A guide to quantities

(originally issued as a handout for students on the MSc in CALL and ESL at Stirling)

John Higgins, Stirling, January 1999.

When you work with language it is important to gain a sense of how much language there is in typical chunks. If you are working with computers and language it is also important to understand the relationship between the way data is stored on different media and the size of texts to be stored. This paper is intended to supply a few facts and to get you thinking about language and quantities.

Computer storage

A bit is one choice or decision, Yes or No, On or Off, 1 or 0. It can be stored in many ways, as a setting of a switch, a symbol on paper, a charge in an impurity in silicon, a minute magnetised or unmagnetised area on tape or disk, a hole or lack of a hole in punched card or paper tape, or the choice of a white or coloured record card in a card index. Two bits give you four choices:

OFF OFF
ON OFF
OFF ON
ON ON

Three bits allow eight choices:

OFF OFF OFF
OFF OFF ON
OFF ON OFF
OFF ON ON
ON OFF OFF
ON OFF ON
ON ON OFF
ON ON ON

and so on.

Eight bits allow 256 choices, and this is called a byte. The 256 choices allow generously for the symbols we use in writing the Roman alphabet to be coded, so one byte is effectively the equivalent of one character. The actual coding is most often based on a code called ASCII, standing for American Standard Code for Information Interchange and pronounced /`æskɪ/. This code matches the numbers from 32 to 127 to characters, including space, the ten digits, various punctuation signs, and the upper and lower case alphabets. (The numbers from 0 to 31 are reserved for other purposes.)

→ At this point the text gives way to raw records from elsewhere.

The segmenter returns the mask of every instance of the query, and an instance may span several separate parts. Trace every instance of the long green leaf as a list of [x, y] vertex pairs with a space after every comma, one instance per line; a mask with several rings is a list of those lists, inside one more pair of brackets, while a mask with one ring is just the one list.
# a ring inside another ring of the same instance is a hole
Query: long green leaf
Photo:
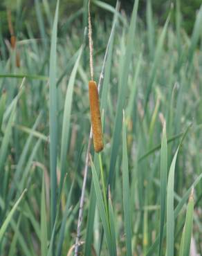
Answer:
[[14, 214], [14, 213], [15, 212], [16, 210], [17, 210], [17, 206], [19, 205], [19, 203], [21, 202], [21, 199], [23, 199], [25, 193], [26, 192], [26, 190], [25, 190], [21, 195], [20, 196], [20, 197], [19, 198], [19, 199], [17, 201], [17, 202], [15, 203], [15, 205], [12, 206], [12, 208], [11, 209], [11, 210], [9, 212], [6, 219], [5, 219], [5, 221], [3, 221], [1, 228], [0, 228], [0, 241], [2, 241], [2, 238], [3, 237], [3, 235], [9, 225], [9, 223], [10, 223], [10, 221], [12, 218], [12, 216]]
[[127, 156], [127, 137], [125, 116], [122, 121], [122, 191], [125, 228], [126, 232], [127, 255], [131, 256], [131, 223], [130, 207], [130, 186], [129, 178], [129, 164]]
[[166, 138], [165, 122], [163, 129], [163, 136], [160, 150], [160, 238], [158, 255], [161, 254], [162, 242], [163, 237], [163, 226], [165, 217], [165, 203], [166, 203], [166, 187], [167, 187], [167, 145]]
[[49, 70], [49, 131], [50, 131], [50, 223], [53, 230], [56, 216], [57, 201], [57, 34], [58, 20], [58, 0], [55, 10], [53, 27], [51, 37], [50, 70]]
[[61, 155], [60, 155], [60, 168], [61, 168], [61, 178], [60, 178], [60, 185], [59, 194], [61, 192], [61, 189], [63, 183], [63, 179], [66, 172], [66, 154], [68, 149], [69, 132], [71, 128], [71, 105], [73, 101], [73, 86], [75, 84], [75, 79], [76, 76], [76, 73], [77, 71], [80, 60], [82, 53], [82, 46], [80, 49], [79, 55], [77, 59], [75, 62], [75, 66], [72, 71], [70, 76], [70, 79], [68, 84], [68, 87], [66, 90], [65, 103], [64, 103], [64, 110], [63, 115], [62, 121], [62, 141], [61, 141]]

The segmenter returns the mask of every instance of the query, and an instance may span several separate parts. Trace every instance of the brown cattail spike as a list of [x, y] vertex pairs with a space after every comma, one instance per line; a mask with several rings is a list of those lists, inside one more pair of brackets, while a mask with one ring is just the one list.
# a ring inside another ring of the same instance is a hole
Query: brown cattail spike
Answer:
[[10, 37], [10, 45], [11, 45], [11, 48], [12, 49], [15, 49], [15, 48], [16, 37], [13, 35]]
[[94, 149], [95, 152], [100, 152], [103, 149], [104, 145], [98, 91], [95, 81], [89, 81], [89, 89]]

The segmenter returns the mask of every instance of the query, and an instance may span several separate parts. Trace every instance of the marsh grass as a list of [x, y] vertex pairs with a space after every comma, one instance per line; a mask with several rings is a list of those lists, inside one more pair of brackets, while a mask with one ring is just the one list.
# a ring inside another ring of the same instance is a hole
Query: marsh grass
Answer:
[[[19, 67], [0, 33], [2, 255], [73, 253], [90, 133], [87, 1], [63, 25], [59, 1], [54, 19], [48, 1], [35, 3], [41, 39], [31, 23], [28, 37], [18, 33]], [[102, 159], [91, 147], [87, 163], [86, 256], [189, 255], [192, 237], [202, 252], [202, 7], [189, 37], [178, 1], [163, 28], [147, 3], [145, 26], [138, 1], [130, 19], [92, 1], [113, 21], [92, 24], [105, 146]]]

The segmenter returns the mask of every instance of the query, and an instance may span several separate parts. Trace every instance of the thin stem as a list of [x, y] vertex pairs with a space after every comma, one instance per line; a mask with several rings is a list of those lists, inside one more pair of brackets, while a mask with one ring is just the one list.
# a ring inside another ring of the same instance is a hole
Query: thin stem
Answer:
[[100, 162], [100, 175], [101, 175], [101, 182], [102, 182], [102, 194], [103, 194], [103, 197], [104, 197], [104, 203], [105, 206], [105, 210], [107, 212], [108, 212], [108, 206], [107, 206], [108, 205], [107, 205], [107, 196], [106, 196], [107, 190], [105, 188], [105, 182], [104, 182], [101, 153], [99, 153], [99, 162]]
[[[118, 10], [118, 8], [117, 8], [117, 10]], [[111, 32], [110, 34], [110, 37], [109, 37], [107, 46], [107, 48], [106, 48], [106, 52], [105, 52], [105, 55], [104, 55], [104, 57], [103, 60], [102, 71], [100, 73], [99, 82], [98, 82], [98, 93], [100, 93], [101, 86], [102, 85], [102, 80], [104, 78], [104, 66], [105, 66], [105, 64], [107, 61], [107, 57], [108, 55], [109, 48], [111, 41], [112, 35], [115, 30], [115, 25], [116, 25], [116, 22], [114, 22], [113, 25]], [[82, 185], [82, 195], [81, 195], [81, 199], [80, 199], [79, 218], [78, 218], [78, 222], [77, 222], [77, 237], [76, 237], [75, 246], [75, 256], [77, 256], [78, 248], [80, 246], [79, 241], [80, 241], [80, 233], [81, 233], [81, 226], [82, 226], [82, 218], [83, 218], [82, 216], [83, 216], [83, 208], [84, 208], [84, 192], [85, 192], [86, 185], [86, 179], [87, 179], [88, 170], [89, 170], [89, 153], [90, 153], [91, 145], [91, 141], [92, 141], [92, 137], [93, 137], [93, 134], [92, 134], [92, 127], [91, 127], [90, 134], [89, 134], [86, 156], [84, 174], [83, 185]]]

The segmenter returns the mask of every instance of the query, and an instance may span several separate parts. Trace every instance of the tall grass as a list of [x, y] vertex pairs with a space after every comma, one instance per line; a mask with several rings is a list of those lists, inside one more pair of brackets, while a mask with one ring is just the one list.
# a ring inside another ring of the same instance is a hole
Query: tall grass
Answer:
[[92, 20], [104, 147], [86, 163], [87, 1], [67, 21], [35, 1], [39, 40], [0, 32], [1, 255], [73, 255], [85, 165], [80, 253], [201, 254], [202, 7], [189, 36], [179, 1], [163, 27], [147, 3], [145, 22], [138, 1], [91, 3], [112, 19]]

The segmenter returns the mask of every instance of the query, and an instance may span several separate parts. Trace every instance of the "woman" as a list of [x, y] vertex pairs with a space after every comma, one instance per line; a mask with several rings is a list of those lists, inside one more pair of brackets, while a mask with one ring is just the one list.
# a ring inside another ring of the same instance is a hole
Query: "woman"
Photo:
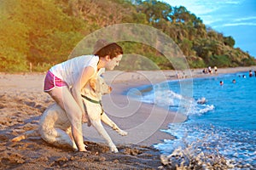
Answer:
[[95, 48], [94, 55], [82, 55], [54, 65], [46, 75], [44, 90], [66, 111], [72, 125], [73, 138], [79, 151], [86, 151], [82, 119], [86, 120], [87, 116], [81, 89], [101, 68], [113, 70], [119, 65], [122, 54], [120, 46], [115, 42], [109, 43], [99, 50]]

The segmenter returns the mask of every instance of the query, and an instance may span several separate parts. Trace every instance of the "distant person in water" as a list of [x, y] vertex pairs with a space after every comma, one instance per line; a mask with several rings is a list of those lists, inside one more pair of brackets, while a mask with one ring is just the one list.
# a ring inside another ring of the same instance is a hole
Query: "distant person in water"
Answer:
[[223, 85], [224, 85], [224, 82], [223, 82], [223, 81], [220, 81], [220, 82], [219, 82], [219, 85], [220, 85], [220, 86], [223, 86]]
[[249, 76], [252, 77], [253, 76], [253, 71], [249, 71]]

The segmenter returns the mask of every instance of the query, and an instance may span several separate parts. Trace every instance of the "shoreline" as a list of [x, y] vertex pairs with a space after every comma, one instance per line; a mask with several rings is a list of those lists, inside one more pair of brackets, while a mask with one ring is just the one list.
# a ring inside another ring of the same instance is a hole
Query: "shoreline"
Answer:
[[[218, 73], [249, 70], [254, 71], [256, 66], [218, 69]], [[193, 78], [218, 75], [205, 75], [201, 69], [185, 73]], [[45, 73], [0, 72], [0, 169], [35, 167], [38, 169], [157, 169], [161, 166], [160, 153], [152, 144], [173, 139], [160, 129], [166, 129], [170, 122], [184, 122], [187, 117], [135, 101], [125, 92], [166, 80], [178, 80], [176, 76], [176, 71], [106, 71], [103, 76], [113, 92], [102, 99], [104, 110], [121, 129], [129, 133], [127, 137], [121, 137], [105, 128], [119, 150], [113, 154], [108, 152], [108, 146], [96, 130], [86, 124], [83, 125], [83, 133], [90, 150], [88, 153], [55, 148], [38, 138], [10, 142], [15, 136], [37, 128], [40, 116], [53, 99], [43, 92]]]

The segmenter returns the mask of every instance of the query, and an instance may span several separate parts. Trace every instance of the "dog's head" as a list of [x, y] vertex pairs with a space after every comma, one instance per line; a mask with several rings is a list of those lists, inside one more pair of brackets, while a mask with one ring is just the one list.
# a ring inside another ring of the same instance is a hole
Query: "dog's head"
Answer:
[[84, 95], [93, 96], [97, 99], [102, 99], [102, 96], [110, 94], [112, 88], [108, 86], [102, 75], [105, 72], [104, 69], [101, 69], [96, 76], [91, 78], [82, 90]]

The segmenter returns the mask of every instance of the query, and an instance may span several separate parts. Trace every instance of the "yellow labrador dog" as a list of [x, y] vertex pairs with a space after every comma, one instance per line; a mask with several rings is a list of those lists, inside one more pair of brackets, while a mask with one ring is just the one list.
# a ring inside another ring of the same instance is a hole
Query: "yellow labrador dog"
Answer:
[[[101, 76], [104, 70], [101, 70], [96, 78], [92, 78], [83, 88], [81, 95], [84, 108], [93, 127], [105, 139], [112, 152], [118, 152], [118, 149], [103, 128], [102, 122], [111, 127], [120, 135], [127, 135], [121, 130], [103, 111], [101, 105], [102, 96], [110, 94], [111, 88]], [[86, 107], [85, 107], [86, 105]], [[71, 134], [71, 124], [66, 112], [57, 105], [50, 105], [44, 112], [39, 121], [39, 127], [36, 130], [31, 130], [12, 139], [17, 142], [28, 137], [41, 137], [44, 141], [55, 146], [72, 147], [74, 150], [78, 148]]]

The numbers from 128 to 255, previously used for checking, are handled in a code called “extended ASCII”, not quite as widespread in use as standard ASCII; these numbers represent accented characters, currency symbols, maths symbols, and box-drawing characters. A word-processed file which has been created on one computer system which used extended ASCII and is then read and edited on another which uses a different code (such as the ANSI system used by Windows) may well look slightly different; the commonest manifestation of this for the British is the way the pound sign sometimes gets transformed into something else in poorly written software.

There now exists a much more elaborate coding system called Unicode which allows the coding of a huge range of non-Roman writing systems and special characters, though each character will need two or more bytes of storage.

For convenience we count bytes in thousands, or millions, or thousands of millions, namely kilobytes (Kb), megabytes (Mb), and gigabytes (Gb). Remember, though, that these “thousands” are the so-called binary thousands, 2 raised to the power of 10, namely 1024. A kilobyte is, therefore, slightly more than a decimal thousand bytes. 64 K is not 64,000 but 65,536 in decimal.

Files

We store our computer data in files. The size of these files varies greatly. The smallest permitted file size in DOS is 2 kilobytes (2048 bytes) even though the information within the file may only amount to a couple of bytes. (Some hard disk systems may have a much larger minimum.) There is no upper limit on the size of a file other than the physical limits of the medium.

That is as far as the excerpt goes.